Cooling measures not meant to punish but to protect

There have been numerous analyses recently on how the housing market is reacting to the Government’s property cooling measures.

But to date, the only impact we can be truly certain of is the huge toll they have taken on the health of overworked reporters. Many have taken ill after rushing out market updates and analyses.

Beyond that, it is too early to assess how much the market has changed. The strongest buying interest has always been for new launches. The correlation between launches and sales is high.

Understandably, developers have held back their projects, taking time to re-assess the market and come up with new pricing strategies. Without new launches, we are never going to be sure of the effectiveness of the measures.

It is two weeks now since the big announcement but many are still not getting it. There have been an unusually high number of complaints about the unfairness of the measures.

Contrary to what some may think, the measures are not meant to penalise any group of buyers but to protect the financial system. It is to weed out risky buying – be it from speculators, investors or even genuine upgraders. What has fairness got to do with it?

If risky buying is allowed to continue, the bubble will become bigger as prices and fundamentals grow further apart. If it bursts, the system may collapse. Nobody benefits – everyone is a loser.

For speculators and investors, the message is clear: Manage your risks to make your money but do not be so greedy as to put the entire system at risk.

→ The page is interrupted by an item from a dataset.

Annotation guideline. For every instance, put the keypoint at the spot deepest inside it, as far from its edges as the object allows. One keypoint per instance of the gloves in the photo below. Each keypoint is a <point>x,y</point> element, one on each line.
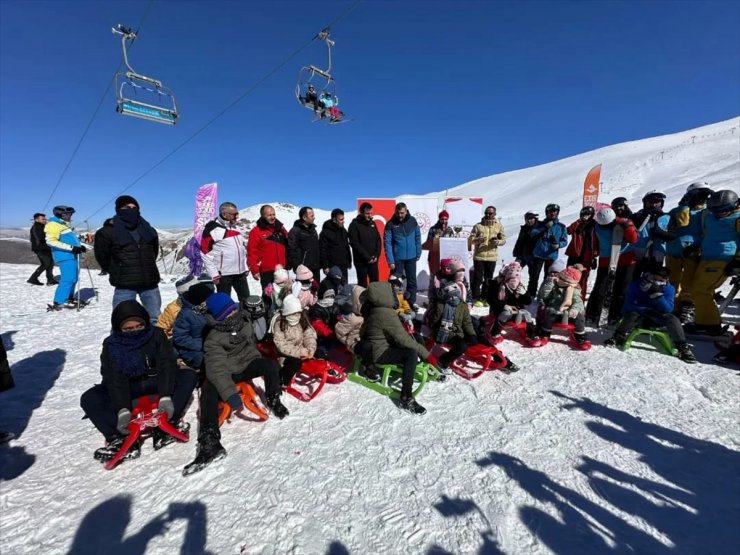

To genuine upgraders: If the timing of your sale and purchase under the new rules is so precarious financing-wise, you should seriously reconsider whether you should be upgrading at all in the current overly bullish market.

Do remember that the authorities see an overall heightened market risk, hence they have put in place the measures.

For most of us, property buying is almost always an emotional decision. Often, a great deal of objectivity is lost during the buying stage. A year or two later, these same measures may be looked upon as a blessing in disguise.

Some recent analyses also appear to assume that prices will always be rising. Prices do and will come down eventually. It should not be a case of upgrade now or never. It is much safer to upgrade during a stable or market correction phase.

Similarly, new ownership rules for HDB resale flats that exclude private property owners unless they sell their private homes first are meant to solve the shortage of resale flats for genuine occupiers, not to penalise investors. Surely even they cannot begrudge the advantage given to those who have yet to own their first property.

But what got me really baffled was the advice to people not to give up owning an HDB flat as it keeps its value better than a leasehold private apartment. Surely, a golden rule of investing is to buy low and sell high.

If prices of HDB resale flats have reached record highs with little further upside expected, is it not better to sell? One should not be unduly fixated on whether it has turned into something that sometimes money cannot buy.

The measures are meant to stabilise the resale market, which means less volatility going forward. Less volatility means less opportunity for profit making. Such advice does not make sense for investors.

For the average Singaporean, it would not matter much anyway. The majority of Singaporeans have enough financial resources to own only one property. And if they upgrade, most cannot afford to keep their previous property.

That is the reality. It is the reason why most are unhappy about runaway property prices. They see their upgrading dreams dashed, not because they lost out on making money.

By Colin Tan, head of research and consultancy at Chesterton Suntec International.